CarbonaraGate. A pochi mesi da Expo, come stiamo comunicando l’Italia all’estero?
Dopo il dieselgate e i Panama papers un nuovo scandalo sta scuotendo il mondo: il carbonaragate. Uno scandalo soft, che non provocherà arresti o crisi diplomatiche, ma che sicuramente farà storcere il naso (e il palato), non solo agli italiani ma a tutti gli amanti della buona cucina sparsi per il mondo. La pietra dello scandalo è, appunto, la carbonara, e più in generale la pasta e la cultura culinaria, nostro orgoglio nazionale e fiore all’occhiello del “Made in Italy”.
La storia: il sito francese di infotainment Demotivateur ha pubblicato una videoricetta per la carbonara con tanto di confezione di farfalle Barilla in primo piano e logo dell’azienda in basso a destra.
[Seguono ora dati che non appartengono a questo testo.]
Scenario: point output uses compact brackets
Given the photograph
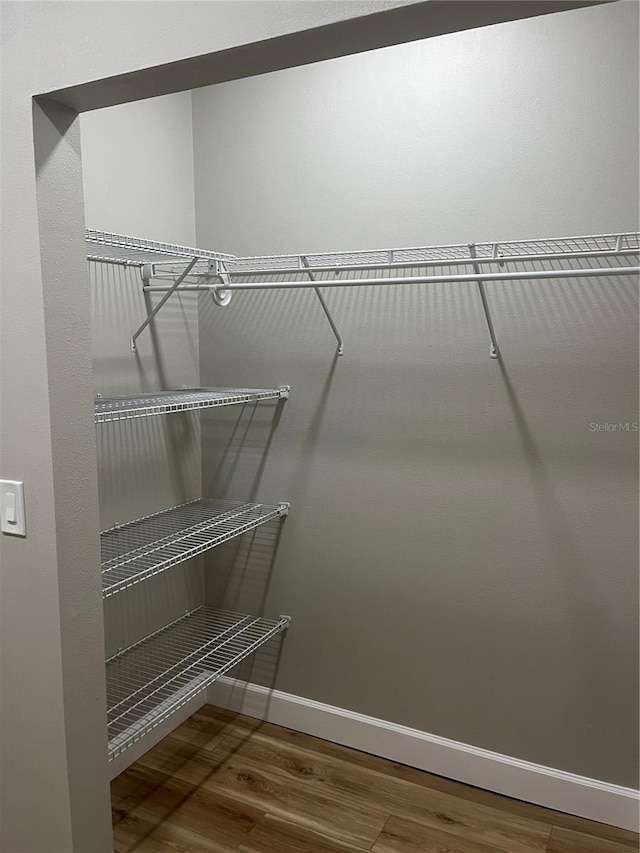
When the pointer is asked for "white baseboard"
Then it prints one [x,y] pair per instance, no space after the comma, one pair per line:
[522,780]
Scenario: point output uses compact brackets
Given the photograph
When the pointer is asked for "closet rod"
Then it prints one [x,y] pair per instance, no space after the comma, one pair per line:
[432,279]
[436,262]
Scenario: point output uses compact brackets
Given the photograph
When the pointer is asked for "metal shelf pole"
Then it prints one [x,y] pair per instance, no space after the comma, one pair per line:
[171,290]
[494,352]
[325,308]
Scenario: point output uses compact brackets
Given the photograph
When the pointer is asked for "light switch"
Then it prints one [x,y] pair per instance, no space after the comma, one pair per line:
[12,513]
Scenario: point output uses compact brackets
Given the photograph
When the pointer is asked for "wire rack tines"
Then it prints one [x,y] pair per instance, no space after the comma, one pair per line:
[135,551]
[155,677]
[120,408]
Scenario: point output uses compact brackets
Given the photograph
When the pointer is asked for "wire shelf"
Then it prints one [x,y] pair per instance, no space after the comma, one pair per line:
[154,678]
[135,251]
[139,549]
[571,248]
[108,409]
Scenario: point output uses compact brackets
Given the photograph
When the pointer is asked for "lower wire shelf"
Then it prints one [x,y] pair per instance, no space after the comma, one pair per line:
[152,679]
[108,409]
[139,549]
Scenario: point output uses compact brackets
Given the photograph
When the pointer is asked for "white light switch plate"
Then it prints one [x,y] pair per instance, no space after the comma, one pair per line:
[12,507]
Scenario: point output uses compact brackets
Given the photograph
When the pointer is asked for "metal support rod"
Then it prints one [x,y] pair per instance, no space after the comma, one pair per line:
[530,275]
[324,307]
[494,352]
[442,262]
[171,290]
[115,261]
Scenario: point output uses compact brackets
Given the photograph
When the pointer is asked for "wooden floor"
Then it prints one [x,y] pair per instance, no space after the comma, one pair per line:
[223,782]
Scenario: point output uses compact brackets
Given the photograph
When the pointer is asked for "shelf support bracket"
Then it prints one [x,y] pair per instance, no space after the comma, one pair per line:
[494,351]
[325,307]
[171,290]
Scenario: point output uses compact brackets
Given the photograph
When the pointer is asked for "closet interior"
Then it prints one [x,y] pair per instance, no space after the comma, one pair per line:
[427,477]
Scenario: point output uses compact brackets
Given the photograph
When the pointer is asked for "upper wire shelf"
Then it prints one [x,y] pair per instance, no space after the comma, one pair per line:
[137,550]
[152,679]
[108,409]
[591,256]
[107,247]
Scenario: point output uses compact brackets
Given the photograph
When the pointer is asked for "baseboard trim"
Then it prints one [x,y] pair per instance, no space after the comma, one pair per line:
[522,780]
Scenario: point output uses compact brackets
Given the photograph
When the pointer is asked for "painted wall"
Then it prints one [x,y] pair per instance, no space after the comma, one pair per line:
[461,555]
[54,751]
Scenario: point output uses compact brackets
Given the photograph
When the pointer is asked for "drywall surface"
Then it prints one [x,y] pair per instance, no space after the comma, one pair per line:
[461,554]
[53,738]
[137,167]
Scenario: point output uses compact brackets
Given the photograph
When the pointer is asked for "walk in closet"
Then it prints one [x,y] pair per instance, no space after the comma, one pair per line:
[439,395]
[335,374]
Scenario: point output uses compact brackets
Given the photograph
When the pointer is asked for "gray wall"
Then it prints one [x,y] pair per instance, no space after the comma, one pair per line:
[137,167]
[461,555]
[53,740]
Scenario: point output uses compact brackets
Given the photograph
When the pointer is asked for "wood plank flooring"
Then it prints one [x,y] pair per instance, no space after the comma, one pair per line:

Lo “chef” taglia la cipolla e la ripone in una pentola insieme alla pancetta e alla pasta. Aggiunge l’acqua e porta a cottura tutto insieme, poi scola lo strano miscuglio e aggiunge panna e formaggio grattugiato, mischia e rompe un uovo crudo in mezzo al piatto. “Blasfemia!” Gridano in coro gli italiani quando vedono il video sui social. Barilla si affretta a prendere le distanze dal sito francese e a stigmatizzare il fattaccio pubblicando su Facebook la ricetta di una vera carbonara.
Ma a girare il coltello nella piaga ci pensa Adam Gopnik, critico d’arte della rivista The New Yorker e appassionato di cucina, il quale sostiene che questa tenzone sulla carbonara riveli una crisi più profonda, quella del modo in cui si cucina la pasta. Stando alla prestigiosa rivista americana, il one-pot-pasta – ovvero preparare la pasta cuocendo tutto insieme in un’unica pentola – è una rivoluzione che sta attraversando gli Stati Uniti e l’Europa. Secondo la tesi di Gopnik, questa tecnica è semplice e veloce e permette a tutti, anche a chi non è avvezzo a cucinare, di preparare un piatto gustoso.
Probabilmente le elucubrazioni di Adam Gopnik sono dovute a una carbonara indigesta. Resta comunque il fatto che noi operatori della comunicazione dovremmo farci una domanda: com’è possibile che il corrispondente da Parigi di una delle riviste culturali più importanti del globo abbia un pensiero così basso del nostro piatto tipico nazionale? E, più in generale, come possiamo comunicare al meglio il Made in Italy, in Italia e nel mondo? Lo sforzo non può, infatti, fermarsi a Expo 2015 e dev’essere continuato attraverso consolati e camere di commercio all’estero.
Secondo i dati della Fipe, Federazione italiana pubblici esercizi, ai primi posti della motivazione dei loro viaggi, i turisti stranieri indicano il patrimonio culturale e l’enogastronomia italiana come i fattori trainanti, mentre gli aspetti considerati più importanti durante la vacanza risultano il sentimento di ospitalità degli italiani e, ancora, la qualità del mangiare e del bere.
Insomma, il buon cibo, le specificità del nostro territorio, la cultura del cucinare e del radunarsi intorno alla tavola imbandita sono parte del nostro essere italiani ed è ciò che più ci invidiano all’estero. Con buona pace di Adam Gopnik.